What began as a forced alliance slowly turns into a complicated emotional battleground, where ambition, ego, and unexpected feelings threaten to expose the truth they are trying so hard to hide.

== Cast ==
=== Main ===
- Jasmeet Kaur as Heer Nawab Brar, a.k.a. Juliet, Thelawati: Ajit and Neelu's elder daughter (2025–present)
- Syed Raza Ahmed as Nawab Brar: Gulaab and Dalip's youngest son (2025–present)
- Sangita Ghosh as Gulaab Brar: Dalip's wife (2025–present)
- Digvijay Purohit as Dalip Brar: Gulaab's husband (2025–present)

=== Recurring ===
- Shreya Jain as Cherry (2026–present)
- Nitin Guleria as Vaaris Bedi (2026–present)
- Pavneet Singh as Fateh (2026–present)
- Varinder Sandhu / Shinda is associated with the series as both an actor and Creative Head
- Pardeep Singh Toor / Ramandeep Singh Sur as Sunny Brar: Gulaab and Dalip's eldest son (2025) /(2025–present)
- Chetna Singh as Anmol Brar: Sunny's wife (2025–present)
- Anmol Gupta as Jimmy Brar: Gulaab and Dalip's second son (2025–2026)
- Aanchal Khurana / Malika as Richa Jimmy Brar: Jimmy's wife (2025–2026) / (2026-present)
- Madan Tyagi as Ajit Sandhu: Bebe's son (2025–present)
- Shefali Rana as Neelu Ajit Sandhu: Ajit's wife (2025–present)
- Ridhima Rampal as Preeti Ajit Sandhu: Ajit and Neelu's younger daughter (2025–present)
- Raman Dhagga as Surjit Sandhu: Bebe's son (2025–present)
- Gunabi Mann as Lovely Sujit Sandhu: Surjit's wife (2025–present)
- Cheshta Ahuja as Pammi Sujit Sandhu: Lovely and Surjit's daughter (2025–present)
- Armaan Gumber as Tony Sujit Sandhu: Lovely and Surjit's son (2025–present)
- Balwinder Kaur as Bebe: Surjit and Ajit's mother (2025–present)
- Abhishek Sharma as Gurbaaz “Buzzo” Singh Gill: Nawab's best friend; Koyal's Boyfriend. (2025–present)
- Alisha Parveen Khan as Tina: Nawab's childhood friend who's in love with him later one-sided ex-girlfriend. (2025–present)
- Ayush Sharma as Arjun Bedi: CPU cricket team's current captain and Heer's one-sided lover and ex-fiance. (2025–present)
- Robin Thakur as Hardy: Nawab's friend (2025–present)
- Ankit Sharma as Jassa (Snake): Nawab's CPU friend (2025–present)
- Gaurav Koudanya as Maddy: Nawab's CPU friend (2025–present)
- Inderpreet Sahni as Koyal Bhatia: Heer's best friend; Buzzo's Girlfriend. (2025–present)
- Saloni Kumar as Saloni: Tina's henchwoman/minion (2025–present)
- Annie as Annie: Tina's henchwoman/minion (2025–present)
- Vikas Neb as Professor Kailash (2025–present)
- Inder Jeet as Coach's son from college and Nawab's enemy (2025)
- Ganesh Kapoor as Nawab College Coach: (2025–present)
- Sarabjeet Singh Myan as Doctor (2025)
- Bhumika Sharma as Simran Verma: Heer's cousin and Nawab's new friend later one-sided lover (2026)
- Yogesh Garg as Locker College Student The Boy who has been in same class for the past 4 year and Nawab Super senior

== Production ==
=== Release ===
The series was originally set to release on 27 October 2025, however it was postponed to 17 November 2025. The producers went to promote the show on Bigg Boss 19.

=== Casting ===
Syed Raza Ahmed was confirmed to play male lead as Nawab, while debutant Jasmeet Kaur was cast as the female lead, Heer.

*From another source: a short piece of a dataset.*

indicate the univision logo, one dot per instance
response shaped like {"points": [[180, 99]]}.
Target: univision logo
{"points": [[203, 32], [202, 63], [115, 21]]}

Sangita Ghosh joined the series as Gulaab, while Digvijay Purohit joined the cast as Dalip, Nawab's father. In May 2026, Aanchal Khurana quit the series citing lack of screen time for her character. At the same month, Bhumika Sharma joined the cast as Simran. In August 2026, Ghosh wrapped up her track after serving her notice period due to she wasn't creatively satisfied with her role and was unhappy with the way her character was progressed.

== Reception ==
The show became the slot leader from December 2025 to January 2026 with a 1.4 TRP and household reach of 2.4 TVR. In April, it trend at no 1 spot on its streaming platform JioHotstar.

=== Impact ===
In February 2026, Raza Ahmed, Kaur and Ghosh representing the show attended 54th Rose festival held in Chandigarh.